Jonah and the Whale - Is there any scientific proof that it is possible to survive in the belly of whale?

score:19

Accepted answer

Cecil Adams (aka "The Straight Dope") did a lot to debunk later-day Jonah stories here: http://www.straightdope.com/columns/read/2294/have-any-real-life-jonahs-been-swallowed-by-whales-and-lived

Basically, he says that while many would like to believe this is a phenomenon that has been reproduced, all the stories range from apocryphal to fraudulent. As such, yes, the fact that Jonah was preserved for three days in the belly of the whale, was in fact a miracle.

Theological Import

The fact that Jesus alludes to the same in Luke 11:32 (the sign of Jonah being given instead of a miracle) may lead one to a discussion of the difference between a sign and a miracle - but in both cases the effect is the same. It is a physical situation in which the natural human response is to see God's direct intervention. I would argue that the point of Luke 11:28 (A wicked and adulterous generation asks for a miracle, but no miracle will be given it except the sign of Jonah) specifically points to the fact that people wanted a magical reproduction. Nowadays, we are not a magical culture, but rather a scientific one. As such, we ask not for a miracle but a scientific explanation. I suspect Jesus would say of his own resurrection, that no explanation would be given it, except the sign of Jonah.

Upvote:4

Well - you can easily answer this yourself.

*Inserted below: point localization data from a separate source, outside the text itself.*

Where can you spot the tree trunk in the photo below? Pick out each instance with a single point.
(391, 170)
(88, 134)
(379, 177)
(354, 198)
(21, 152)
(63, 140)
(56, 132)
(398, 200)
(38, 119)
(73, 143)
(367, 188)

You need fresh oxygen every minute, and will die after about 3 minutes without fresh air.

Would you expect fresh air in the stomach of an animal? Of course not.

But if it happened every second week, that people get eaten by whales, and come back again - it wouldn't be a miracle. But what is the function of the big fish, eating the human? It shall convince you about something extraordinary happening here, and giving the words of Jonas more authority.

Upvote:8

I think there are two options:

  1. He survived, and it was a miracle. (The whole story is miraculous, from the storm that stops, through the fish spitting him out at a certain location to the repentance of Nineveh.)
  2. He didn't survive, he died and was resurrected, also a miracle. I think this is the implication of Luke 11:30.

Upvote:10

I think it's telling here that several translations (KJV, ASV, Darby, ERV, WEB at least) will use the word "prepared" rather than "appointed". That is significant. If a great fish is only "appointed" (chosen/selected), you could argue that we are limited to what can be selected from the natural world. If the fish was "prepared", however, then we should expect more supernatural intervention; it could be a species with a single member designed for the explicit purpose of swallowing Jonah. In other words, this opens the door to greater divine intervention.

Science is the study of the Natural Universe, and with the alternate translation the passage here now implies supernatural intervention. Since we have that intervention, as a believer I find the science in this case completely irrelevant... indeed, I might even be disappointed if a simple scientific explanation is found.